Para o cronista José Gonçalves da Fonseca os primeiros registros manuscritos que apresentam a expressão Mato Grosso, que mais tarde por uso coloquial, domínio escriturário e ícono-cartográfico veio a nomear a capitania seriam atribuídos aos achados auríferos de São Francisco: (...) saindo uma tropa de gente da Vila do Cuiabá a explorar as campanhas dos gentios chamados Pareci (...), que habitava nas dilatadas planícies ao norte da grande chapada, e achando a referida tropa todo aquele continente destruído de tudo que pudesse fazer interferisse as suas diligências, se determinaram a atravessar a cordilheira das gerais de oriente para poente; e como estas montanhas são escalvadas, logo que baixaram à planície da parte oposta aos campos dos Pareci (que só tem algumas ilhas de arbustos agrestes), toparam com matos virgens de arvoredo muito elevado e corpulento, que entrando a penetrá-lo o foram apelidando Mato Grosso; e este é o nome que ainda hoje conserva todo aquele distrito.





Parte 2

Seguindo as informações dos topônimos vamos aos significados, Houais nos dá algumas pistas seguras:

Mato: vegetação constituída de plantas não cultivadas de porte médio, e geralmente sem qualquer serventia.

Grosso: de maior diâmetro, em comparação com congêneres; volumoso; corpulento.

Esta distinção de princípio paisagístico me parece fundamental, pois a idéia geral do que se compreende como mato num padrão comum de uso linguístico e observação do ambiente natural da Vila de Cuiabá era o Cerrado, que no mesmo dicionário significa: mata xerófita dos planaltos, de formação arbórea aberta, com vegetação herbácea abundante e cujas árvores são geralmente pequenas e tortuosas e de casca grossa e suberosa;

O topônimo Mato Grosso (floresta amazônica) surge, portanto em oposição ao Mato Cerrado - árvores pequenas e tortuosas. Com a mudança da capital para Cuiabá, o nome do estado ficou aparentemente contraditório, Mato Grosso - Cerrado.

Este acontecimento nos sugere, que se a primeira capital fosse Cuiabá certamente a capitania levaria outro nome.

Esta escolha do primeiro nome da capitania está intrinsecamente interligado a fundação de Vila Bela de Santíssima Trindade naquela localidade, motivada por razões estratégicas geoeconômicas portuguesas.

Mas, como na História não existe “se”, o fato é que o uso da expressão Mato Grosso nasce entre outros motivos para garantir e legitimar as expansões territoriais e conquistas lusitanas na fronteira oeste da colônia portuguesa na América.
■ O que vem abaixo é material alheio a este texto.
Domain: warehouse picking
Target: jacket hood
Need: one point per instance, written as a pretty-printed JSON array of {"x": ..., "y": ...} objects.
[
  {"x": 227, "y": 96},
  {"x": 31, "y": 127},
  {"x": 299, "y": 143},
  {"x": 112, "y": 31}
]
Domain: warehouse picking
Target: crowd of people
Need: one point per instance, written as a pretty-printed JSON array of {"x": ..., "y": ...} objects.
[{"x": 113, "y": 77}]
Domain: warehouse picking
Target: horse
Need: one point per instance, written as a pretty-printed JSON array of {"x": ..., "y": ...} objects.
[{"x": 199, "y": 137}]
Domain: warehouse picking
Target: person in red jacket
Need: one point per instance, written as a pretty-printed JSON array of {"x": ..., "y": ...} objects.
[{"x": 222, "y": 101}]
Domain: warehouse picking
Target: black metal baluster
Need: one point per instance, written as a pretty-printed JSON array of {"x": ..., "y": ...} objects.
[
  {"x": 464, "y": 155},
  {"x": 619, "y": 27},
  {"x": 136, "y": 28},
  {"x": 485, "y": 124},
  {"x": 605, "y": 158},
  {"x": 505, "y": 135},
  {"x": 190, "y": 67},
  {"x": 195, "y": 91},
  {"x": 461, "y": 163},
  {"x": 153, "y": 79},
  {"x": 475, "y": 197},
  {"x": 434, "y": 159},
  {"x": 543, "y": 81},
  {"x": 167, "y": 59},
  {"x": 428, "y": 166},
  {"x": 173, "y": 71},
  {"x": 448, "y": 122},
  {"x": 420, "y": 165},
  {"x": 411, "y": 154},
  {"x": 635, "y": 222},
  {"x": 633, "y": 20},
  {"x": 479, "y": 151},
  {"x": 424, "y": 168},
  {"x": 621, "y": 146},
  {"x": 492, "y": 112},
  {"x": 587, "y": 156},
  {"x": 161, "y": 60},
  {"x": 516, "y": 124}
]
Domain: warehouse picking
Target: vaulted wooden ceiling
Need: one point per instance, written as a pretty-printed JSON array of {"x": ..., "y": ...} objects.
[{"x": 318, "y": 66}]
Habilidades e estratégias discursivas/cartográficas utilizadas nos batismos dos lugares desde os princípios da colonização portuguesa. Batizar com topônimos lingüísticos lusitanos era o primeiro passo para o apelo do uti possidetis – o direito de posse a quem ocupou por primeiro. Limites que se consolidaram nos tratado de Santo Idelfonso (1777).

No tocante a idéia de sertão (Mato Grosso do Sertão Pareci), no referido dicionário apresenta a seguinte definição: região agreste, afastada dos núcleos urbanos e das terras cultivadas; para além das definições semióticas possíveis, uma me parece emblemática, a imagem de Deserto – Desertão- Sertão, para o ocidente judaico-cristão e suas representações podem significar peregrinação e penitência.

No tocante a associação do nome Mato Grosso ao etnônimo Pareci, indica uma territorialidade indígena estabelecida em uma paisagem estabelecida. Esta identificação étnica seguida da palavra Reino (Mato Grosso do Reino dos Pareci) - indica antes de qualquer coisa, uma organização hierárquica político social e uma quantidade significativa de índios escravizáveis.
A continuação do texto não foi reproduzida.